Mohon tunggu...
Petrus Pit Duka Karwayu
Petrus Pit Duka Karwayu Mohon Tunggu... Lainnya - Penulis Jalanan

Jika kamu tidak bisa membuat orang lain kagum dengan kepintaranmu, maka paling tidak kamu dapat membuat mereka bingung dengan kebodohanmu.

Selanjutnya

Tutup

Humaniora Pilihan

Inggris, Mas Kawin untuk Maria

31 Oktober 2020   14:47 Diperbarui: 31 Oktober 2020   14:57 80
+
Laporkan Konten
Laporkan Akun
Kompasiana adalah platform blog. Konten ini menjadi tanggung jawab bloger dan tidak mewakili pandangan redaksi Kompas.
Lihat foto
Bagikan ide kreativitasmu dalam bentuk konten di Kompasiana | Sumber gambar: Freepik

Inggris: 'Mahar Maria'. Kebaktian ini dimaksudkan membantu Inggris menghadapi 'tantangan personal dan nasional kontemporer'. Meskipun sulit dipercaya, pemulihan dan rekonsiliasi nasional setelah Brexit benar-benar dibayangi krisis. Terutama pandemi corona.
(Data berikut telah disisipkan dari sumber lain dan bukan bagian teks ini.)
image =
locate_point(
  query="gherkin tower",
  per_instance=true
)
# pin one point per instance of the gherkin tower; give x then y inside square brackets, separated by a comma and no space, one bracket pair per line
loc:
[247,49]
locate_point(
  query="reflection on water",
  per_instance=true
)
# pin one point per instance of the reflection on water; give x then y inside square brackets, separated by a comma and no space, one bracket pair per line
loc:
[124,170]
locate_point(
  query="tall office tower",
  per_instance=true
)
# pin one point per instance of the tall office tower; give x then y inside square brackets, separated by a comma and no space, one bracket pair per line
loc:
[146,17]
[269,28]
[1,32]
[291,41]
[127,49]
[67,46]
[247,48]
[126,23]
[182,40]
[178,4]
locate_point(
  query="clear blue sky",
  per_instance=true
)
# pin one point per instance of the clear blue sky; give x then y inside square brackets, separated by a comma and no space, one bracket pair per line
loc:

Sebenarnya, termin mahar atau 'mas kawin' itu ambigu. Apa arti mas kawin Maria, Dos Mariae? Para antropolog agama lalu menjelaskan praktik kuno do ut des : 'Saya memberi, untuk menerima', persembahan untuk memenangkan hati para dewa; sesuatu diberikan, sesuatu diterima. Frasa Latin lainnya adalah quid pro quo. Ibaratnya agama menjadi raket perlindungan yang dimuliakan. Padahal Tuhan tidak perlu disuap. Pemberian Putra-Nya kepada manusia adalah persis hadiah, bukan 'tawar-menawar'.

Kita dapat melihat sejarah Dos Mariae pertengahan abad XIV. Asosiasi Richard II dengan kultus diperkuat Wilton Diptych yang cantik (1395), di mana terkait erat dengan simbol-simbol Inggris. Pendedikasian kembali lalu dipusatkan di kuil nasional Bunda Maria Walsingham untuk mendorong peziarahan; ajakan terhubung kembali dengan masa lalu sebelum Reformasi. 
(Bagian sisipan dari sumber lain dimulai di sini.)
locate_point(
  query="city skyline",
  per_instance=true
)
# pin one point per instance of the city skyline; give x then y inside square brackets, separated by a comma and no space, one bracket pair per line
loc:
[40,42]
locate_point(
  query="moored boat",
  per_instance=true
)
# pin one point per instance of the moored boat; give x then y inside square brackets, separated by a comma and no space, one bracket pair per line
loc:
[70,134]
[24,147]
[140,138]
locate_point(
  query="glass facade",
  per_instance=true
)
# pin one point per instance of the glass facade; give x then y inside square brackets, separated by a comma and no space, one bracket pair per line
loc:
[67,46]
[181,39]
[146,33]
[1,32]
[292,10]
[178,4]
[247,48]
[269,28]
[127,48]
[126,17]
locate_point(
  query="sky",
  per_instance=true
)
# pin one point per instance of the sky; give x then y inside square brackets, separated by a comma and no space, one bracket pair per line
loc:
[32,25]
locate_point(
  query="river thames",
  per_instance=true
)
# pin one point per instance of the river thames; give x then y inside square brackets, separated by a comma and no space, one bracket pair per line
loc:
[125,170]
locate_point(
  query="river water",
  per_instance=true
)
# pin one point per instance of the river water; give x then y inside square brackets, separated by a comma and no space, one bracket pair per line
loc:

Patut dicatat, adalah keunggulan devosi ini di antara para seminaris yang diasingkan pada masa Reformasi Katolik terjadi saat Inggris di bawah Protestantisme sangat membutuhkan perlindungan Maria. Dan kuil Walsingham adalah saksi devosi klasik Maria, dan kehancuran konflik agama di awal modernitas.

Mengenai aspek positif rededikasi, Sarah Boss, menulis di Catholic Herald (19/03/2020), tentang sentralitas pengabdian Maria bagi umat Kristiani dengan mendaftar sejumlah kesaksian Protestan kontemporer tentang pengalaman akan Maria. Baginya, Yesus tidak bertindak sebagai 'individu yang sendirian'. 

Pengabdian kepada Maria, dan kepada orang-orang kudus membuktikan sosialitas manusia. 'Tanpa orang-orang kudus, baik yang hidup maupun yang telah meninggal, kehidupan Kristen akan seperti kehidupan yang tidak memiliki teman tanpa kerabat'. Selain itu, pengabaian terhadap Maria menyebabkan kelupaan daging Yesus dalam Inkarnasi.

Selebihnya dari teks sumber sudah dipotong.